Suite Habana
por Marília Franco


O ser humano é denso, mas não impenetrável. Nenhuma contradição que não se possa esgarçar com um olhar curioso, delicado e amoroso.

Nenhum mistério que não se revele no gesto mais disfarçado, ante um olhar atento e interessado.

Ninguém é tão insignificante ou triste ou abandonado que não tenha um sonho, uma meta ou uma tarefa.

Os caminhos e os sentidos dessa consistência humana, no entanto, não se apresentam a uma mirada apressada ou pré-concebida.

A riqueza humana só se revela numa delicada construção de olhares e silêncios. Num mosaico que, peça por peça, cor por cor, traça os mapas de dores e sonhos, de amores e solidões e fé e persistência. De renúncia e generosidade. De companheirismo e aceitação.

Nenhuma densidade humana, no entanto, está descolada da paisagem física e social que define seus contornos. Mesmo para ser só é preciso que se perceba de quê se está isolado e deslocado.

Por outro lado são as densidades humanas que constroem a consistência histórica de um povo e de um país. E a riqueza se apresenta muito mais pela via das contradições que das unanimidades e convergências.

O uníssono de uma multidão de mãos balançando a mesma bandeirinha pode ser mais o tédio pátrio que a exaltação. Mas a corrente inquebrável de vigília solitária diante do símbolo em metal e calma, tece a bandeira da crença nos valores da paz e do amor, bandeira de uma pátria das almas, mais que dos territórios ou ideologias.

Como é possível que um cineasta documente em silêncio a vida e os sonhos de pessoas, com olhares entre tristes e vazios?

Como é possível que de ambientes carcomidos e precários, de fragmentos de gestos e buscas, de enquadramentos estáticos e parciais, emerjam carinho, dignidade e sonhos?

Como, num mundo dominado pelo estrondo da guerra e da paz, onde se faz alarde de notícias de bodas ou de morte, possa o cineasta fazer uma homenagem tão silenciosa e grandiosa ao seu povo e a sua pátria?

Como pode caber toda a humanidade que trabalha, acolhe, vela, ousa, cria e tem esperança e sonhos, em tão poucos quarteirões da tão pequena Havana, da tão pequena Cuba?

Que mistério da raça humana ficou guardado nessa ilha anacrônica e eterna, nesse museu dos sonhos de algumas gerações, que pode estar a beira do estilhaçamento?

A silenciosa e eloqüente Suite, executada em imagens e silêncios por Fernando Perez, evidencia que naquela pequena pátria de poucas ruas pode estar guardado o patrimônio do melhor do homem.

Cada sonho sonhado e buscado, diligentemente em cada dia, nunca é motivo ou justificativa para a falta de solidariedade, compreensão e acolhimento.
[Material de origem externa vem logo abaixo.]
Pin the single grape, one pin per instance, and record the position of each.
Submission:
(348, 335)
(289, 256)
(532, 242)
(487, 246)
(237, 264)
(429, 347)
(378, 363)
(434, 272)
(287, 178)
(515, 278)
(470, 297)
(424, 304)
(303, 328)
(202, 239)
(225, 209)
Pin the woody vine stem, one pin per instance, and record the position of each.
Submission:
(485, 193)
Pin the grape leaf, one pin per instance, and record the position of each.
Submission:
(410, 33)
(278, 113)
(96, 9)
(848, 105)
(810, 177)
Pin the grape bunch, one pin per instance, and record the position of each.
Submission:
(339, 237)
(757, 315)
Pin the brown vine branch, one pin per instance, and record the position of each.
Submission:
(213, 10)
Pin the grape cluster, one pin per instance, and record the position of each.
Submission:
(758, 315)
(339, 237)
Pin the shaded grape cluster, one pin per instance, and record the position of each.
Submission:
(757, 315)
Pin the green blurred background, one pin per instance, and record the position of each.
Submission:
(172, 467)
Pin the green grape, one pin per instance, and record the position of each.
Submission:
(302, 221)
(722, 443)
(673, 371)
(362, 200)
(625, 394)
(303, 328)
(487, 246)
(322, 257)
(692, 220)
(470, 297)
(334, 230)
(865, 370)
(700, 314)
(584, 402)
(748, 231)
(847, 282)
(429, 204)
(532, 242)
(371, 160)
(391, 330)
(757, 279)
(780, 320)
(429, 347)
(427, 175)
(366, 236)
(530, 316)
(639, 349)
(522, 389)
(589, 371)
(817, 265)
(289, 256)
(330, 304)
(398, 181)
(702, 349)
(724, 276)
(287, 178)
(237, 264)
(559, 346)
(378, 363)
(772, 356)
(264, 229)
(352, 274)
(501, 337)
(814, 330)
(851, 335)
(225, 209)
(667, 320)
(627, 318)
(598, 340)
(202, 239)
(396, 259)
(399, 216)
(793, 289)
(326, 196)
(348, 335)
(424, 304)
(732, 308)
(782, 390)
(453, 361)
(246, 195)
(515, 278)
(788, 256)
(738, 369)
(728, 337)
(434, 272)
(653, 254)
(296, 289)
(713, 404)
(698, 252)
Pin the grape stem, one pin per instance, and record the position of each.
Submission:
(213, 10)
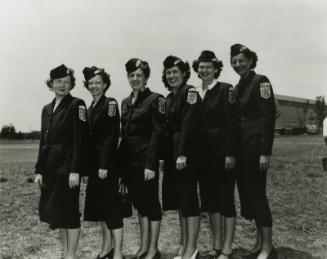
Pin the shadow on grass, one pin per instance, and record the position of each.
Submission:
(283, 253)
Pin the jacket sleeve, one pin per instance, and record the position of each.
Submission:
(230, 121)
(159, 129)
(79, 138)
(40, 163)
(266, 104)
(189, 121)
(110, 142)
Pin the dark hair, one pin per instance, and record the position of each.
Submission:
(135, 63)
(217, 64)
(105, 78)
(172, 61)
(251, 55)
(49, 81)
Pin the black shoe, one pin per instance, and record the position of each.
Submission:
(272, 254)
(109, 255)
(157, 255)
(229, 256)
(253, 255)
(217, 251)
(141, 256)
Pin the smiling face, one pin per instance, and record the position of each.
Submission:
(207, 71)
(137, 80)
(96, 86)
(61, 86)
(241, 64)
(175, 77)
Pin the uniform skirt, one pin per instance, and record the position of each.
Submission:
(179, 189)
(102, 201)
(217, 187)
(144, 194)
(59, 204)
(251, 185)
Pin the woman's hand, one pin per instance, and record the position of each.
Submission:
(149, 174)
(264, 162)
(161, 165)
(181, 162)
(85, 179)
(73, 180)
(103, 173)
(229, 162)
(38, 180)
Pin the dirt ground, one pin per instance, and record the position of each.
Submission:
(297, 189)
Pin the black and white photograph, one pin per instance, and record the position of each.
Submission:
(172, 129)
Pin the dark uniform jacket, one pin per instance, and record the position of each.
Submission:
(219, 121)
(257, 114)
(142, 128)
(183, 123)
(103, 134)
(63, 138)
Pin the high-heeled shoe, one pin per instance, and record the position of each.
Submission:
(252, 255)
(272, 254)
(109, 255)
(229, 256)
(196, 254)
(157, 255)
(141, 256)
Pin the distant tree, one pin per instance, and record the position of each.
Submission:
(8, 131)
(320, 109)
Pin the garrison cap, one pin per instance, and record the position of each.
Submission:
(59, 72)
(135, 63)
(171, 61)
(239, 48)
(90, 72)
(207, 56)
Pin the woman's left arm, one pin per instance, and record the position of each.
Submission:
(79, 143)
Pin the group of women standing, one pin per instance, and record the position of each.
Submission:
(211, 135)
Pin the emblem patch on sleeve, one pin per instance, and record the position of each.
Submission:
(161, 105)
(231, 96)
(112, 108)
(265, 91)
(82, 112)
(192, 96)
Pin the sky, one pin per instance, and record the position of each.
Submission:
(288, 36)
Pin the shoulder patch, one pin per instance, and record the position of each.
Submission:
(82, 112)
(265, 91)
(192, 96)
(112, 108)
(161, 105)
(231, 96)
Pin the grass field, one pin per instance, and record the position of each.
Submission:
(297, 188)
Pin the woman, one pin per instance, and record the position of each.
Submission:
(179, 189)
(102, 201)
(257, 122)
(142, 122)
(217, 181)
(61, 159)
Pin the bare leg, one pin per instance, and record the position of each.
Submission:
(117, 235)
(106, 239)
(154, 236)
(63, 234)
(229, 229)
(145, 229)
(267, 245)
(216, 226)
(72, 241)
(193, 226)
(182, 223)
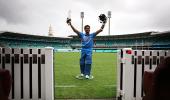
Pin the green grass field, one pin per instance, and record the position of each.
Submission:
(103, 69)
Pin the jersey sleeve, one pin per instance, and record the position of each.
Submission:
(93, 35)
(81, 35)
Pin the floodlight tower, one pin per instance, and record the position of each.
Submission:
(109, 16)
(82, 16)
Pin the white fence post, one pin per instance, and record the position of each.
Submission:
(49, 74)
(31, 71)
(131, 67)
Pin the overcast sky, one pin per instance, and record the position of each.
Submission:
(128, 16)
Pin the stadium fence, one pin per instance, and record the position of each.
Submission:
(131, 67)
(31, 71)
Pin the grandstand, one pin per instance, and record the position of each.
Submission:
(146, 40)
(11, 39)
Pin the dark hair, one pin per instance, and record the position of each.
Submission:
(86, 26)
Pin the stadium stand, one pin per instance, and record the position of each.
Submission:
(10, 39)
(146, 40)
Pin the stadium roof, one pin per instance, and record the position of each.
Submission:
(135, 35)
(21, 35)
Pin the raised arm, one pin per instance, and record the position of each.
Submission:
(101, 29)
(75, 30)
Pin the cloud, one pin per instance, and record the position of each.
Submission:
(12, 11)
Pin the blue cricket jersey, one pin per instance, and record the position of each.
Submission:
(87, 41)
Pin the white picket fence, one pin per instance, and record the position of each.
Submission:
(32, 72)
(131, 67)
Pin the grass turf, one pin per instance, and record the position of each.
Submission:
(103, 69)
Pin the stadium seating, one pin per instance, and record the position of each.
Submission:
(138, 40)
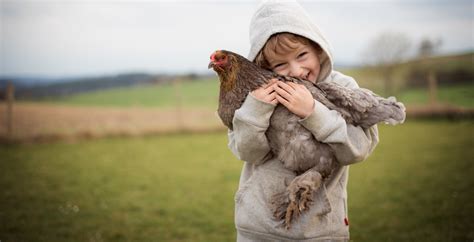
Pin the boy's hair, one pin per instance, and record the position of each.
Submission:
(281, 43)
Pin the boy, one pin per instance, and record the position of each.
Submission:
(284, 40)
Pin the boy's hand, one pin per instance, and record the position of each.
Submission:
(295, 97)
(266, 93)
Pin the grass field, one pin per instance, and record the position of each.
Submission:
(204, 93)
(416, 186)
(197, 93)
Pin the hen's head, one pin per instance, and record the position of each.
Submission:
(220, 61)
(226, 65)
A realização de cada sonho individual está enquadrada pela razão da busca do bem de outro – filho, mãe, companheiro, amigo.

De que paisagem social ainda pode emergir essa grandeza humana, nesse alarido de buscas desenfreadas em que se têm transformado as "grandes cidades" de gentes do planeta?

Que bom que ainda temos sentidos para fruir e entender essa Suite de Fernando!